Opinion: Teaching your kids stranger danger is safer
THE look in the eyes of Bruce and Denise Morcombe as they talk about their son Daniel tells it all.
Yet they tirelessly travel around the country talking to schoolchildren about stranger danger so another child doesn't end up like their own.
Terribly, there were reports of an attempted child abduction in Rockhampton the very day the Morcombes were in town visiting a number of our schools in the region.
Yes, it can happen.

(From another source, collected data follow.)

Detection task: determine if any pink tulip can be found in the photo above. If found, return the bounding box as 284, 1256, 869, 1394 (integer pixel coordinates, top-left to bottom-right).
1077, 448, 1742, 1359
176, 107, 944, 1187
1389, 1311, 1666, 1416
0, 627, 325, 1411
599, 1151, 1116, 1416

And it does happen, everywhere.
There are plenty of ways our schools are trying to keep our kids safe, through visits such as the ones by the Morcombes.
The Daniel Morcombe curriculum is also taught in some schools.
The aim of this program is to teach students to recognise, to react and to report when they are unsafe or find themselves in situations that can have a significant detrimental effect on their physical, psychological or emotional wellbeing.
Parents need to also take the time to teach their kids too, and reinforce the lessons they have already learnt.
Jakki King is one parent taking the right steps by talking to her children about using a code word when it comes to strangers.
It is a simple idea we can all use, and it shouldn't matter how old your kids are.
They can be in danger from strangers at any age, but there is also danger with people they know.
It could very well be someone they are very familiar with who can inflict mental as well as physical harm.
Take the time out to talk to your kids about stranger and not a stranger danger.